Spring-ai TikaDocumentReader can't read large PDFs

When trying to load a large PDF with TikaDocumentReader, I get this exception:

org.apache.tika.exception.WriteLimitReachedException: Your document contained more than 100000 characters, and so your requested limit has been reached. To receive the full text of the document, increase your limit. (Text up to the limit is however available).

It seems that it is possible to overcome this limit by setting Tika's BodyContentHandler's write limit. Setting it to -1 means no limit. See https://tika.apache.org/1.4/api/org/apache/tika/sax/BodyContentHandler.html#BodyContentHandler%28int%29

Unfortunately, this setting isn't exposed through TikaDocumentReader, so it can't be set by an application developer using Spring AI. In fact, the BodyContentHandler used in TikaDocumentReader is created directly at https://github.com/spring-projects/spring-ai/blob/main/document-readers/tika-reader/src/main/java/org/springframework/ai/reader/tika/TikaDocumentReader.java#L119 and can't be changed.

Exposing configuration on TikaDocumentReader to set the write limit would address this problem. (And there may be other settings that could/should be exposed for developers to fine-tune how TikaDocumentReader works.)

Comment From: habuma

Okay, I see now that I can construct a TikaDocumentReader with a ContentHandler, for which BodyContentHandler could be given. I'm gonna try that and (assuming it works) will close this issue.

Comment From: habuma

Followup: It does work in that if I give it a BodyContentHandler with a write limit of -1, it succeeds in loading the entire large PDF without failing. But then it fails because it loads the entire PDF into a single Document object (without splitting it up into multiple document nodes) which is too large for sending to the embedding API. It seems that the 100000 character limit was helping avoid an oversized Document problem, while limiting the size of the PDFs that TikaDocumentReader can load.
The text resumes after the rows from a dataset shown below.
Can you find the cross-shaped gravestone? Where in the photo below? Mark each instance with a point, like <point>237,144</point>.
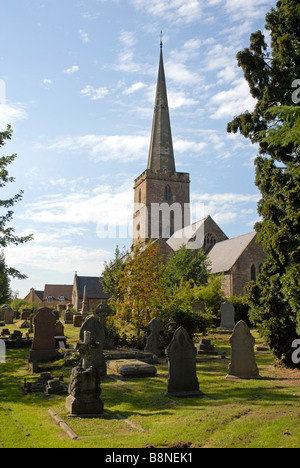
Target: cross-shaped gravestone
<point>85,350</point>
<point>93,326</point>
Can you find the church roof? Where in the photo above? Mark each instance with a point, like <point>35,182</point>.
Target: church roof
<point>223,255</point>
<point>191,236</point>
<point>94,289</point>
<point>161,154</point>
<point>58,290</point>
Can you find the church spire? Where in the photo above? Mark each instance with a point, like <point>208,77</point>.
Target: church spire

In light of this new understanding, I'm going to close this issue and think over how to overcome the new problem I've encountered.

(Bear in mind that TikaDocumentReader is much more flexible with regard to PDF formatting than the other PDF document readers and it is also able to read multiple types of documents...not just PDF. So it would be nice if it could handle larger PDF documents better, by splitting them into several document nodes small enough to be sent to the embedding API.)